The death toll of a devastating explosion at the Upper Big Branch Mine in West Virginia has reached twenty-five and counting. The blast was so severe that many of the dead have yet to be identified, and four miners remain unaccounted for. The grief in this small coal mining community south of Charleston is likely compounded by the very real possibility that the accident was preventable.
In March alone the mine, a nonunion facility owned by Massey Energy, was cited by the Mine Safety and Health Administration (MSHA) for fifty-three safety violations. For example, new communications equipment that would enable rescuers to pinpoint the location of potential survivors, required by legislation passed in the wake of the 2006 Sago disaster, was only “partially installed.” That law also stiffened penalties, to which mine operators responded with an avalanche of appeals, the subject of a February House Labor Committee hearing, where MSHA’s new head, Joe Main, testified that 82,000 safety violations have piled up, awaiting remedy. Committee chair George Miller speculated at the time, “Perhaps this process is protecting those with the worst records.”
Massey may have just proved Miller right: of nearly $900,000 in MSHA fines issued last year at Upper Big Branch — hundreds of them for safety violations considered “significant and substantial” — Massey has contested more than 80 percent. As long as those fines are being challenged, points out Phil Smith, a spokesman for the United Mine Workers, MSHA is blocked from taking further action, such as putting Massey’s mine on a list of pattern offenders, which triggers rigorous intervention.
Despite this atrocious foot-dragging, Massey CEO Don Blankenship had the gall to claim to a West Virginia radio station that neither MSHA nor state regulators “would have allowed the mine to operate if it were thought to be unsafe.” (Last month Massey managers trotted out a company survey to brag that 90 percent of its underground workers “feel that the company is looking after their safety,” data that’s more than a little suspect in a nonunion mine where workers have little protection for blowing the whistle on unsafe conditions.)
In December 2008 Massey was slapped with the largest coal mining safety fines in history, totaling $4.2 million, and the company pleaded guilty to criminal charges in the deaths of two miners at another of its West Virginia mines in 2006. In filing suit against Massey, the widows of those miners uncovered a 2005 memo that revealed Blankenship’s open hostility to safety measures. “If any of you have been asked by your…engineers or anyone else to do anything other than run coal,” the memo to mine supervisors read, “you need to ignore them and run coal.”

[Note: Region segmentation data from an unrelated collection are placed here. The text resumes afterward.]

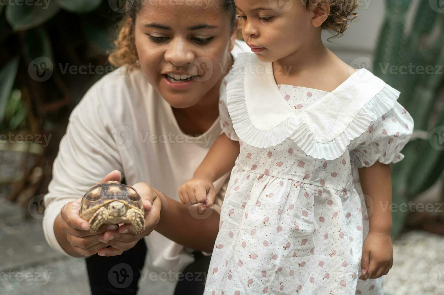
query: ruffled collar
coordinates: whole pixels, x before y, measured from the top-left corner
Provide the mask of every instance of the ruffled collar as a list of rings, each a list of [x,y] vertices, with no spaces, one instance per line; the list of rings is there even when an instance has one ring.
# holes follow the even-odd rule
[[[239,138],[259,148],[292,138],[307,154],[327,160],[394,105],[399,92],[365,69],[296,115],[274,79],[271,63],[240,54],[227,85],[227,106]]]

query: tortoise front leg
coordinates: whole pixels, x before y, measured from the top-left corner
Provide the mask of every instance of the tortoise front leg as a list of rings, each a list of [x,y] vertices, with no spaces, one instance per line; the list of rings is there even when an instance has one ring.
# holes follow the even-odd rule
[[[104,207],[100,208],[89,220],[90,231],[91,232],[98,232],[100,225],[108,220],[108,217],[109,214],[107,208]]]
[[[145,229],[144,215],[141,211],[131,208],[125,213],[128,220],[131,222],[134,228],[134,233],[139,235]]]

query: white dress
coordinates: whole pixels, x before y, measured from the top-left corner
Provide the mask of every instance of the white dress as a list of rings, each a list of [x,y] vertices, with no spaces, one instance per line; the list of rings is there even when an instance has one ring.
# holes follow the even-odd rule
[[[241,150],[204,294],[382,295],[382,278],[358,277],[369,223],[357,168],[402,160],[413,120],[366,70],[329,93],[277,85],[271,67],[241,54],[221,87],[221,123]]]

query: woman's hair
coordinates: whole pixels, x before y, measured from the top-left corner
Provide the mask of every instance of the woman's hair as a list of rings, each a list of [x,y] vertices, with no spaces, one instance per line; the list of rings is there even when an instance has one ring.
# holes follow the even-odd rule
[[[349,23],[356,18],[358,13],[354,12],[358,6],[358,0],[303,0],[307,9],[312,10],[328,2],[330,13],[322,24],[322,28],[335,34],[333,38],[341,37],[349,27]]]
[[[217,0],[221,8],[230,13],[231,17],[231,29],[236,25],[236,6],[234,0]],[[126,5],[130,6],[129,10],[117,26],[117,36],[114,40],[115,48],[110,53],[108,60],[111,64],[125,66],[127,71],[131,71],[139,65],[139,56],[136,49],[134,38],[134,24],[136,16],[142,8],[143,0],[127,0]]]

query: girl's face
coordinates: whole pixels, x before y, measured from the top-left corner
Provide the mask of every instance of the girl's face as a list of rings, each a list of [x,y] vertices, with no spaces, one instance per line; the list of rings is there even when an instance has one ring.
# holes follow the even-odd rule
[[[136,17],[140,68],[174,107],[193,106],[212,90],[218,94],[228,73],[236,30],[219,1],[145,1]]]
[[[261,60],[285,58],[320,36],[321,28],[313,22],[313,12],[301,2],[235,0],[244,39]]]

The West Virginia explosion, the most deadly mining disaster since 1984, is the first major test for Obama’s new Department of Labor. Secretary Hilda Solis has promised to investigate and “take action.” But that means she and Main will either have to find a way to hold reckless operators like Massey accountable in the face of a crippling appeals process—or push Congress to pass a new mining bill that will close the lethal appeals loophole.